In Revelation 20:11-15 John expounds upon the idea of judgment as he describes the event before the Great White Throne. This day brings either condemnation or salvation, depending on whether one’s name is written in the Book of Life. Those whose names are not written in this book are judged for their own deeds. On the other hand, those whose names are found in the Book of Life are judged for Jesus’ deeds because they have put faith in his life, death and resurrection and can, therefore, enter the Kingdom. The fact that there are eternal consequences for rejecting Jesus is a hard truth, no doubt, but it is one that we must address. Christ died to bear the wrath of God in our place, so judgment must either land on him or on us. A chapter later, John portrays a New Heaven and New Earth where God makes his home among his people and wipes every tear from their eyes. While there are indeed new things in this future world, there is still continuity between our present reality and the next. The past is brought to mind, but it is fully restored here. Even this restoration, however, is not the source of our joy. Ultimate joy is found in the greater restoration of being in the presence of Christ.

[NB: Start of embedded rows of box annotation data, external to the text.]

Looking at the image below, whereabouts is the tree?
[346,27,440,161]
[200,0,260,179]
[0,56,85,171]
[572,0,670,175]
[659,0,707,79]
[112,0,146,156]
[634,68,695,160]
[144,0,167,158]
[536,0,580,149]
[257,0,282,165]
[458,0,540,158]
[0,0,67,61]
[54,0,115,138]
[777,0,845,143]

Dying becomes a spiritual discipline as it reorients our focus away from trivial matters and towards the Kingdom of God. In the meantime, we find comfort in knowing that God will judge this broken world that disappoints us time and time again.

Understanding God’s sovereignty over death means that we can trust him with the difficult questions. The pain of loss is hardly removed, but there is peace to be found in trusting that God is always far ahead of us in compassion. He does not answer all of our questions but instead came himself to suffer and die, and in this we find that he is trustworthy. Finally, the reality of death must impact the way we live today. Even the most noble of interests, such as family, can distract our focus from that which truly matters. And yet it is death, the thing that appears to take everything away from us, which fixes our eyes upon our final salvation in Jesus Christ and ultimately leads us into his presence.